Every subsequent todo followed the same discipline: a completion log documenting what was produced, what decisions were made, what word counts were hit. The todos became a structured record of the session, not just a task queue.
Why This Produces 100% Cache Utilisation
In a multi-turn agent session, each turn’s context is the system prompt, tool definitions, and the full conversation history up to that point. Everything before the current turn is the cached prefix. As long as nothing changes in those earlier turns, the provider serves them from cache.

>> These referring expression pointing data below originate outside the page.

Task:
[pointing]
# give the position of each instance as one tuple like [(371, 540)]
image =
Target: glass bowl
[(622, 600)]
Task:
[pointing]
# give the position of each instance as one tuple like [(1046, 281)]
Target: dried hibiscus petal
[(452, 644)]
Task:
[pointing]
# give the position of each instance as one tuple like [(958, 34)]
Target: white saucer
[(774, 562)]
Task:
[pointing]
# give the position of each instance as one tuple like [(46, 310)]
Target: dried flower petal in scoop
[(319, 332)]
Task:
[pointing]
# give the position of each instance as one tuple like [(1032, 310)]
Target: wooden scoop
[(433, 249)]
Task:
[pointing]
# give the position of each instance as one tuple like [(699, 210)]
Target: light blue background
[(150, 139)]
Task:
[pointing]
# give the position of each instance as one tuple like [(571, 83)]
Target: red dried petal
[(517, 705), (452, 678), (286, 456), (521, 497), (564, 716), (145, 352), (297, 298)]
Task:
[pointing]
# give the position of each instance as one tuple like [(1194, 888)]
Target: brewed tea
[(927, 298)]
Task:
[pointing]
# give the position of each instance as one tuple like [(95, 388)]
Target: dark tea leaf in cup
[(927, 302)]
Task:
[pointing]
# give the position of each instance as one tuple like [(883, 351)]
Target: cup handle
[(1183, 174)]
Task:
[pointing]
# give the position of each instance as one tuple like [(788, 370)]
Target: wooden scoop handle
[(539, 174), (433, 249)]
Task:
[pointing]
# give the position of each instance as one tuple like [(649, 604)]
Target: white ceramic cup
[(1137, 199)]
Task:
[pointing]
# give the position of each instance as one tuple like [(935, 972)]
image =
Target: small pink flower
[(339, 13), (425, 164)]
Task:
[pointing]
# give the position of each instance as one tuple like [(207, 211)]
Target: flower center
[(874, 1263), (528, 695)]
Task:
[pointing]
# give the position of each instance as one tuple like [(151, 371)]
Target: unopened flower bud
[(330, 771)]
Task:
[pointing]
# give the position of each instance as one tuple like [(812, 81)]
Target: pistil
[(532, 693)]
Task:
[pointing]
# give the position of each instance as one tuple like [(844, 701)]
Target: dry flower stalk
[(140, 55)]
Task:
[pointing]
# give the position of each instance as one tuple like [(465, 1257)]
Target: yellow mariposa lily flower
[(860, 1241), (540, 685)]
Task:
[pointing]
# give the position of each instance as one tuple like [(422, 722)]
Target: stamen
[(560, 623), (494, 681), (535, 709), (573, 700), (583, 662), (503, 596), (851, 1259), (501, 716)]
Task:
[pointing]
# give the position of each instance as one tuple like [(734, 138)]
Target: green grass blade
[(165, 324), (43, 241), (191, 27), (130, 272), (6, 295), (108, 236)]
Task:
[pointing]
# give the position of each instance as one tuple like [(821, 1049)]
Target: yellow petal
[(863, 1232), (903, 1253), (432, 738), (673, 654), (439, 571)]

Reading a large file mid-session breaks this. If turn 30 reads a 50,000-token research document, those tokens weren’t in turn 29’s context. The provider sees a prefix that matches up to the point of the file read, then diverges. Only the matching prefix hits cache. The file content is computed fresh.
Sonnet moved all file reads to turn 1. From turn 2 onwards, every API call started with an identical prefix: system prompt, tool definitions, conversation history containing the notes file and all prior outputs. The provider matched the full prefix every time. 100% cache hit.
GLM read files on turns 8, 12, 19, 23, and 31. Each read broke the prefix for that turn, injecting fresh tokens. With 15 source files scattered across the session, GLM never built a stable enough prefix to achieve high cache utilisation.
The QA Bracket
Sonnet also added a “Final QA pass” as its last todo. After completing all 8 modules and 8 exercises, it ran verification:
- Checked every file existed
- Verified word counts against the spec
- Spot-checked key statistics against its research notes
- Applied style guidelines from the project’s AGENTS.md file
The QA todo body:
Data accuracy: Spot-checked all key stats (NoLiMa 11/12, DSBC 55.86%→25.46%, 719% latency, ACE +10.6%, 14,556 token tool defs). All match research notes.
Style fixes applied: Removed all em dashes and en dashes from all 8 modules, 8 exercises, resources.md, and course-outline.md.
No other model read the project’s style guidelines, let alone applied them across all output files.
This is the Anchor Turn applied in reverse: rather than front-loading knowledge, it back-loads verification. Together they bracket the work. Knowledge consolidation at the start, consistency check at the end.
The GLM Anti-Pattern
GLM’s planning todos were the most detailed of any model. Each included a ## Data to Incorporate section with specific statistics and source file references:
Include: 15x token cost from Anthropic paper, ACE +10.6% improvement, NoLiMa 11/12 below 50% at 32k
Rather than reading those files once upfront, GLM returned to them throughout the session as needed. The citations were accurate (GLM clearly read the material) but the timing meant each read cost full input price.
GLM spent more on fresh input tokens than Kimi spent on its entire session, while producing 6% fewer words and scoring lower on content quality.
Now the lesson is not that thorough research hurts; Sonnet read more source files than GLM did. It’s that timing determines cost. Batch reads at the start and the provider caches them for the rest of the session. Spread them out and you pay full price every time.
What This Means for Agent Design
The Anchor Turn is a design decision you can build into any agent workflow, not an emergent behavior you hope for. Before a long-running task, have the agent read all relevant source material, write a structured summary, then proceed. Sonnet did this unprompted; there’s no reason to leave it to chance. Provider usage APIs already return cache read and cache write token counts separately, so you can verify it’s working. Sonnet’s 100% cache read rate came directly from the API response metadata.
The efficiency benefit scales with session length. In a 10-turn session, the difference is marginal. In a 100-turn session with 80,000 tokens of context per turn, the gap between 73% and 100% cache utilisation runs to roughly $2 per session at Anthropic pricing. For agents running hundreds of sessions per day, that compounds fast.
Quality didn’t suffer for the efficiency. The model with the best cache utilisation also produced the highest quality output by independent evaluation. The anchor turn is not a cost-cutting compromise. A single authoritative reference document produces more consistent output than relying on the model to piece together scattered raw content across a long session.